David W. Griffith, per il quale l'emancipazione femminile sembra temibile almeno quanto la miscegenation, è certamente colui che ha maggiormente contribuito al catalogo delle donne-bambine, una su tutte Lillian Gish, sua attrice-feticcio. L'aspetto fragile della Gish, perfettamente in linea con i dettami dell'iconografia vittoriana cari al regista, permette di enfatizzare l'effetto drammatico, specie quando l'attrice si trova a recitare la parte della sacra vittima. Ecco che in Nascita di una Nazione il dramma politico è allegorizzato attraverso il dramma sessuale: difendere la verginità della fanciulla significa allora difendere l'integrità morale della nazione stessa, preservabile soltanto con il rifiuto del progresso sociale, vale a dire rifiutando l'emancipazione degli afroamericani. In Giglio Infranto, Lillian Gish, già venticinquenne, interpreta Lucy, una giovane vergine oggetto di desiderio e di violenza. Poco importa che il film sia ambientato a Londra: la morte della protagonista è un chiaro segno che i valori e gli ideali old-fashioned che hanno dato origine a un simile personaggio sono praticamente indifendibili.
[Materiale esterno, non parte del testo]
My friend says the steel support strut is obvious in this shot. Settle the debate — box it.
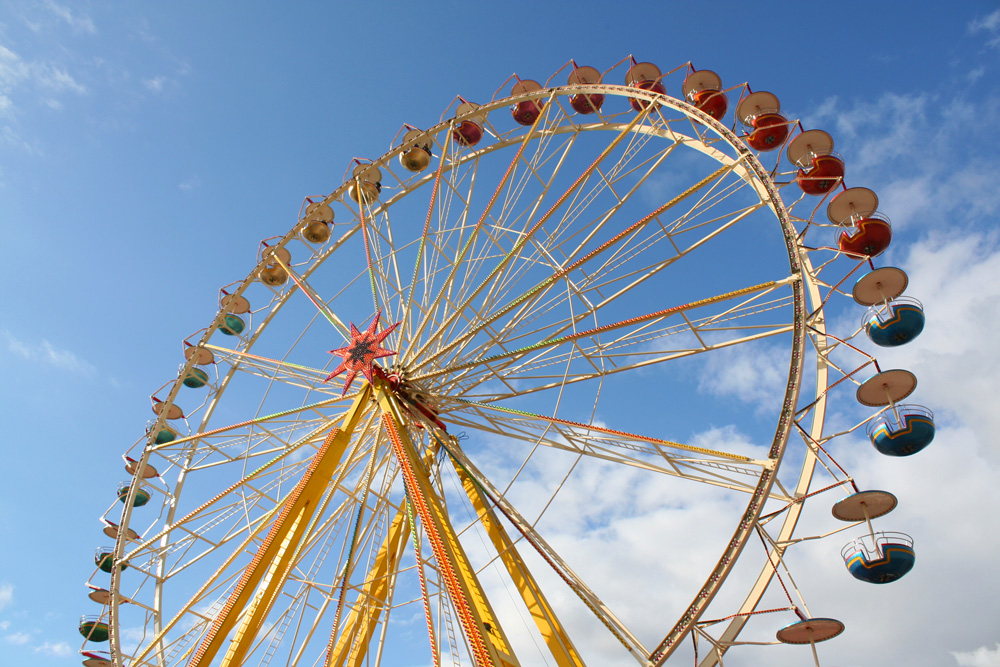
[444,444,586,667]
[325,509,411,667]
[376,384,520,667]
[187,385,374,667]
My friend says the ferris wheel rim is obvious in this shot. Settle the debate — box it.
[106,80,827,667]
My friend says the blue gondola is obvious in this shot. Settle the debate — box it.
[863,297,925,347]
[866,404,935,456]
[842,532,915,583]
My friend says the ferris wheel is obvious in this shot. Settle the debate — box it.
[79,57,933,667]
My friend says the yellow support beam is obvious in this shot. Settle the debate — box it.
[326,508,410,667]
[376,386,519,667]
[188,385,374,667]
[448,450,586,667]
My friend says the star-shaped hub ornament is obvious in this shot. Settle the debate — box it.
[325,311,400,396]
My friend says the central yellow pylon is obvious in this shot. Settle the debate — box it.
[188,378,582,667]
[447,450,585,667]
[376,385,520,667]
[326,509,410,667]
[188,386,373,667]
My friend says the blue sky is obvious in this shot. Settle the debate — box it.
[2,2,1000,666]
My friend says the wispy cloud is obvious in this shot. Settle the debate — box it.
[969,10,1000,48]
[4,631,30,645]
[0,43,86,118]
[0,125,41,155]
[42,0,96,35]
[34,641,72,657]
[0,45,29,103]
[2,330,96,375]
[38,65,85,94]
[698,341,787,412]
[896,234,1000,459]
[142,75,168,94]
[179,175,201,191]
[0,583,11,611]
[805,92,1000,232]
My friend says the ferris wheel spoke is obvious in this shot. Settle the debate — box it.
[463,274,791,385]
[468,195,770,367]
[403,106,655,372]
[396,129,454,346]
[268,254,351,337]
[409,160,747,377]
[464,127,664,326]
[446,291,797,398]
[452,322,792,405]
[409,120,674,369]
[376,389,522,667]
[127,501,283,667]
[136,420,381,584]
[324,507,411,667]
[416,278,792,387]
[579,201,767,302]
[422,144,673,362]
[133,487,374,667]
[403,119,574,365]
[268,452,403,667]
[400,150,485,355]
[131,409,392,666]
[177,389,380,667]
[205,344,344,394]
[433,436,590,667]
[439,400,779,499]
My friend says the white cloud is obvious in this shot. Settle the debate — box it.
[708,423,997,667]
[805,92,1000,236]
[954,643,1000,667]
[449,419,781,665]
[698,341,786,412]
[969,10,1000,49]
[0,43,85,117]
[806,92,932,176]
[821,234,1000,464]
[894,234,1000,459]
[4,631,31,644]
[42,0,96,34]
[0,621,7,631]
[179,175,202,191]
[2,330,96,375]
[142,75,168,94]
[117,625,151,655]
[722,91,1000,667]
[0,45,28,94]
[34,641,72,657]
[37,65,85,94]
[0,125,41,155]
[0,582,11,611]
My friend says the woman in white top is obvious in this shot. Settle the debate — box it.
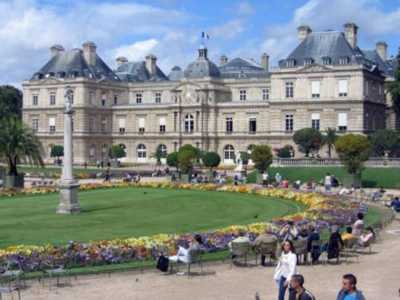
[274,240,297,300]
[352,212,365,237]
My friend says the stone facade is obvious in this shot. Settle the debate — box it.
[22,23,395,164]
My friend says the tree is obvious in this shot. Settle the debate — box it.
[386,66,400,115]
[293,128,323,157]
[275,145,294,158]
[166,152,179,170]
[153,144,167,165]
[250,145,273,173]
[0,85,23,119]
[177,144,199,174]
[202,152,221,171]
[108,144,126,160]
[50,145,64,163]
[322,128,338,158]
[239,151,250,166]
[369,129,400,157]
[335,134,371,185]
[0,117,44,177]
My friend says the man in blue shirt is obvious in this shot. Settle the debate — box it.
[336,274,366,300]
[391,197,400,212]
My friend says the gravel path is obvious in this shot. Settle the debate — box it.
[22,219,400,300]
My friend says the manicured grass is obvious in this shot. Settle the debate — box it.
[247,167,400,188]
[0,187,304,248]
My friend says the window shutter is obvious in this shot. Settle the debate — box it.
[118,118,126,128]
[139,118,145,128]
[338,113,348,126]
[49,117,56,126]
[339,80,348,93]
[311,81,320,94]
[311,113,320,120]
[159,117,166,126]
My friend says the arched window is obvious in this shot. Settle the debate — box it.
[137,144,147,158]
[184,114,194,133]
[224,144,235,160]
[158,144,167,157]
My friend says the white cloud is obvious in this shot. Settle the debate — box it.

Rievocando la child-woman è impossibile poi non pensare a Mary Pickford, per quanto assai distante dai canoni griffithiani. Se si esclude una manciata di film, tra cui Rosita e Dorothy Vernon of Haddon Hall, la particolarità dell'attrice è che – rimanendo in tema di cortocircuiti – ringiovanisce crescendo e, nonostante l'età, continua a vestire i panni della bambina. Affascinata dall'ambiguità della child-woman, la Pickford la rivisita, aggiungendo alla consueta negazione della sessualità (non così negata, tuttavia, da impedirle di diventare l'America's Sweetheart) la voglia di avventura tipica dei monelli, rigorosamente maschi, della tradizione letteraria. In questo modo, almeno superficialmente, i suoi personaggi appaiono liberi dalle pressioni culturali e rivendicano una sorta di indipendenza, ma senza mai scomodare la questione dell'emancipazione femminile, confinati come sono nel regno dell'infanzia.

La finzione regge fino ai tardi anni Venti, quando l'avvento del sonoro costringe ad un maggiore realismo, ragion per cui Judy Garland risulta poco credibile nei panni di Dorothy: la child-woman è stata ormai schiacciata dal tip tap di Shirley Temple.